WATER TESTING

The District has an in-house laboratory in which we conduct water quality analyses. The District provides two types of testing, bacteria and chemical. The District is not a certified laboratory and the results provided are for informational purposes only. The analysis results are intended to be representative of the water quality on the day of sampling only, and future samples from the same site may yield different results. The cost for the bacteria test is $5.00 and we also test wells outside the District for a fee of $5.00. The chemical test is free of charge for wells located within Gillespie County. Samples are taken Monday through Thursday only. If a holiday falls within the week, the testing schedule could change so please call before bringing your sample in. The District office is closed during lunch hour.

         Bacteria samples must be received in the District office by 2:00 p.m. due to a time frame for positive/negative reading after 24 hours.

         For a chemical test, please call first to schedule a day to bring in your sample.

Bacteria Test

Individuals may have their water tested for the presence of bacteria to determine whether or not the water is safe. Safe water must not contain any organism that would indicate the presence of disease bacteria. This test requires a special sterilized container which is furnished by the District. Using the correct container and sampling techniques are vital to insuring the accuracy of test results.

Several diseases may be transmitted by unsafe water such as typhoid, paratyphoid, dysentery, amoebic dysentery, hepatitis and cholera.
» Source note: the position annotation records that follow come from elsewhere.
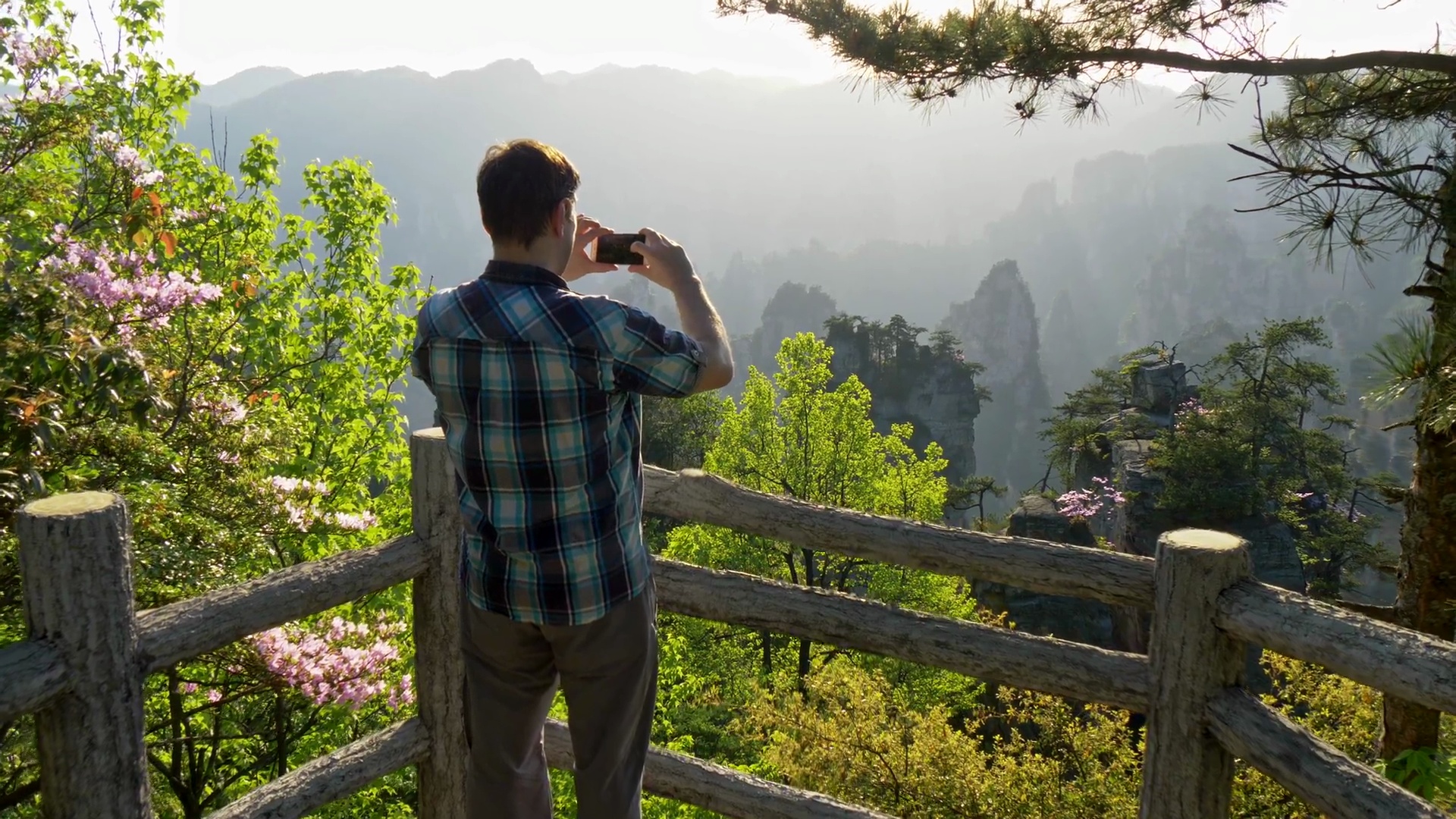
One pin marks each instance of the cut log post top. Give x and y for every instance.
(76, 572)
(1187, 774)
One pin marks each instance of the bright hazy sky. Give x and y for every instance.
(218, 38)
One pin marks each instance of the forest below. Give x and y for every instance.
(218, 338)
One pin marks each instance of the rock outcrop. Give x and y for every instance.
(998, 330)
(1050, 615)
(792, 309)
(930, 388)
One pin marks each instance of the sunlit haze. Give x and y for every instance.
(216, 38)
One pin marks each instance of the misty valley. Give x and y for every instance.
(962, 334)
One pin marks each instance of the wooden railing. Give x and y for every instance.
(83, 667)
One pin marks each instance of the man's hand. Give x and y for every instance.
(582, 264)
(667, 264)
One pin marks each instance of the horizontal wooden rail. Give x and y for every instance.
(31, 673)
(1386, 657)
(715, 787)
(1307, 765)
(1040, 566)
(334, 776)
(983, 651)
(187, 629)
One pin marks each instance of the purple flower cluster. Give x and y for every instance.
(128, 159)
(303, 516)
(344, 665)
(30, 55)
(197, 215)
(1092, 502)
(226, 410)
(123, 284)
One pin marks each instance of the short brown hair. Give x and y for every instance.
(519, 184)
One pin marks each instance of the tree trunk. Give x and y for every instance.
(1426, 583)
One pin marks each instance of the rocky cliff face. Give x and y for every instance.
(792, 309)
(928, 387)
(1050, 615)
(1066, 350)
(998, 328)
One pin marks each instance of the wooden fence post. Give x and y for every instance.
(76, 573)
(1185, 773)
(438, 662)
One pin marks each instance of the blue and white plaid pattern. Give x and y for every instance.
(539, 394)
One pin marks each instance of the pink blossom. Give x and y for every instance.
(343, 665)
(127, 159)
(1091, 503)
(30, 55)
(353, 522)
(121, 281)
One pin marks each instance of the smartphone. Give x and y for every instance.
(617, 248)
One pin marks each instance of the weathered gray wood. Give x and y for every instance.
(1025, 661)
(1383, 656)
(438, 662)
(715, 787)
(1185, 773)
(334, 776)
(1038, 566)
(76, 572)
(1307, 765)
(187, 629)
(31, 675)
(1383, 614)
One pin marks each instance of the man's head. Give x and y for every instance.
(528, 197)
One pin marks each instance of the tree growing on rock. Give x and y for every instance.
(1360, 150)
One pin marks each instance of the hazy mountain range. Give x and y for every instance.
(724, 164)
(1125, 229)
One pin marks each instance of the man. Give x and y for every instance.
(539, 394)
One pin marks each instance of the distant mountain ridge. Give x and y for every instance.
(243, 85)
(721, 162)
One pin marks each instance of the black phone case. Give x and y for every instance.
(617, 248)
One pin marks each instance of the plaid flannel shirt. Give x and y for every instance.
(539, 391)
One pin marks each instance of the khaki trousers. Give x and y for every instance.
(607, 672)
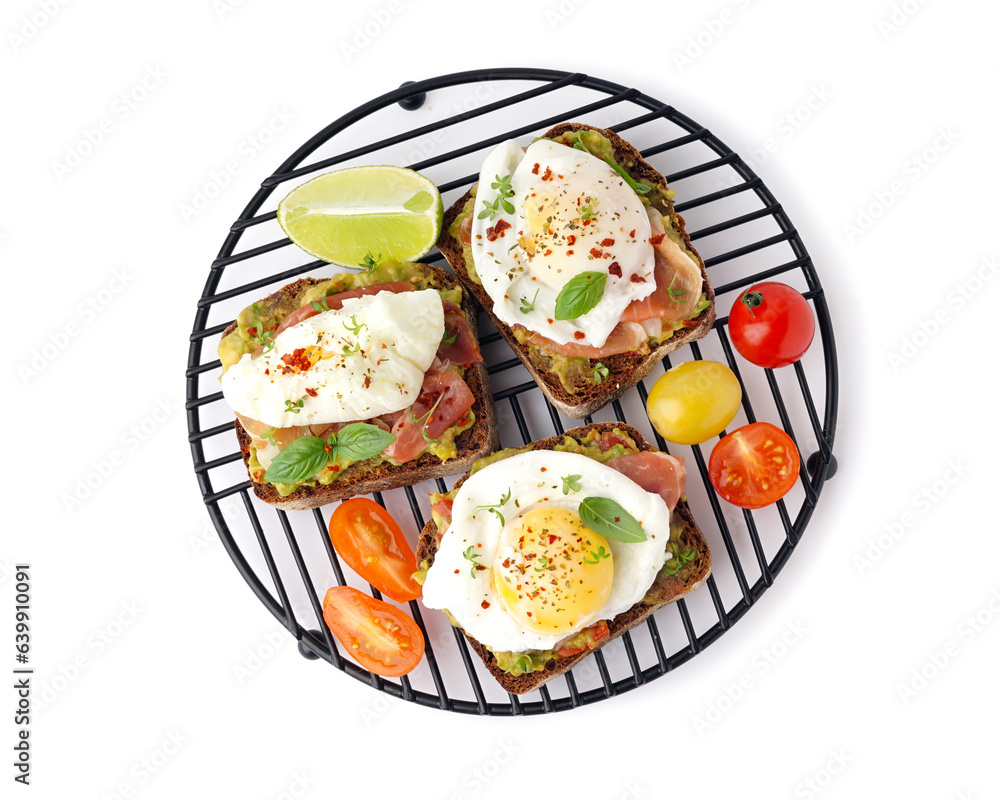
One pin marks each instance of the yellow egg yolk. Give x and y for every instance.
(552, 572)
All of these intestinal disorders the microorganisms that cause them to live and grow in the intestines of infected people or warm blooded animals that have the disease. When fecal matter from one of these people or animals gets into the water supply, the pathogens can be transmitted to a well person who may then get the disease. Carelessness in the personal sanitary habits may contribute to the spread of the disease.

Bacteria are the most plentiful of all living organisms. Many bacteria are helpful and even necessary for everyday living, while only a few cause diseases. Both disease causing and helpful bacteria live in the intestines of humans and animals. Disease bacteria are difficult to detect because there are so few of them compared to the helpful ones.

Therefore, testing of water samples is done by using indicator organisms. One of these is the coliform group of bacteria. Coliforms live in the intestinal tracts of animals and humans. Although these bacteria usually do not cause disease, they do indicate the presence of fecal matter in the water. Whenever fecal matter is present, disease causing bacteria can also be present. Total coliform originates from insects and warm blooded animals. E. Coli originates only from warm blooded animals. So when E. Coli is detected, they indicate that feces from warm blooded animals may have contaminated the water and the possibility that disease causing organisms may be present.

Bacteria Test - Requires a special sterilized container which is furnished by the District.

Sampling Procedure:

  The water can be collected at the well or at the kitchen faucet.

  Sterilize the inside of the faucet head with a match to kill any bacteria or disinfect the faucet with alcohol (if you have a screen on the faucet, remove it first).

  Let the water run for a few minutes prior to collecting the sample.

  DO NOT rinse the white powder out of the bottle.

  Be careful not to touch the inside of the container with your fingers.

  Fill the container to the fill line.

The sample should be brought to the District office within 6 hours of collection.

Chemical Test: Call the District office at 830-997-4472 first to schedule a day to bring in your sample to be analyzed.

Individuals may have their water tested for other constituents such as Hardness, Sulfate, Chloride, Nitrate, and Iron.

Sampling Procedure:

  The water can be collected from the well or kitchen faucet. If you have softened water, collect the water before it goes through the softener.

  The faucet head does not have to be sterilized for a chemical test.

  Let the water run for a few minutes prior to collecting the sample.

  Collect the water in a clean quart container. The container does not need to be sterilized. The sample should be brought to the District office within 6 hours of collection.

  Please note the container the water sample is brought in will be discarded.